Grèce : Grève d’avertissement pour l’Europe

Grèce : Grève d’avertissement pour l’Europe

 

Un Grève générale aujourd’hui en forme d’avertissement pour l’UE ; les grecs ne supportent plus l’austérité imposée par l’Europe qui se traduit notamment par un taux de chômage de 27% (plus de 50% chez les jeunes).  La journée d’action, la première de l’année, à l’appel des centrales syndicales du public, Adedy, et du privé, GSEE, doit perturber les transports, notamment aériens du fait d’arrêts de travail en cours de journée des aiguilleurs du ciel.  Les trains et dessertes urbaines seront affectées, tandis que les bateaux desservant les îles doivent rester à quai.  Succédant à une grève générale en novembre, et à plus d’une dizaine depuis le début de la crise grecque en 2010, le débrayage doit culminer avec une manifestation dans le centre d’Athènes à la mi-journée.  Il doit aussi perturber le fonctionnement des administrations, écoles et hôpitaux, tandis que les syndicats d’avocats et de commerçants s’y sont ralliés.
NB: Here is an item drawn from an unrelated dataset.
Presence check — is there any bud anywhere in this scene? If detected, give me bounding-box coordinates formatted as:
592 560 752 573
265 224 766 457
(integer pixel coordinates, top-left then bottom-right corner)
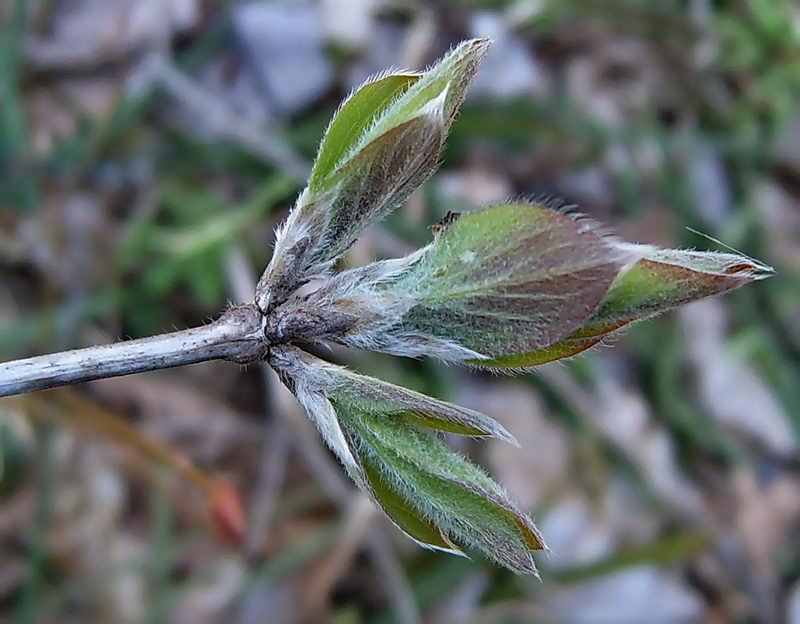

Arqués contre le nouveau train d’austérité que le pays surendetté a dû adopter cet automne pour rester sous perfusion financière internationale, la GSEE et l’Adedy avaient appelé à cette mobilisation en riposte à la décision du gouvernement de briser deux récentes grèves, du métro d’Athènes et des marins, en recourant à la réquisition.  La GSEE a assuré dans un communiqué lutter « pour les conventions collectives, des mesures contre le chômage », dont le taux a explosé à 27%, « et pour la sauvegarde des droits démocratiques ».  L’Adedy entend aussi faire barrage à des licenciements dans la fonction publique, dont les créanciers veulent réduire la taille.  Alors que le pays traverse sa sixième année de récession, le principal parti d’opposition, le Syriza, de gauche radicale, a appelé à une mobilisation massive pour « faire tomber le plus vite possible » le gouvernement de coalition droite-gauche modére emmené par le conservateur Antonis Samaras.  La police a prévu un important dispositif pour prévenir les débordements, fréquents lors des manifestations anti-austérité en Grèce.  La grève constitue un avertissement social avant l’arrivée attendue d’ici début mars à Athènes de la troïka des créanciers (UE-BCE-FMI), qui doit juger du respect par Athènes de ses engagements de rigueur et réformes, conditionnant la poursuite du versement des prêts UE-FMI, censés atteindre d’ici 2014 un total de 240 milliards d’euros.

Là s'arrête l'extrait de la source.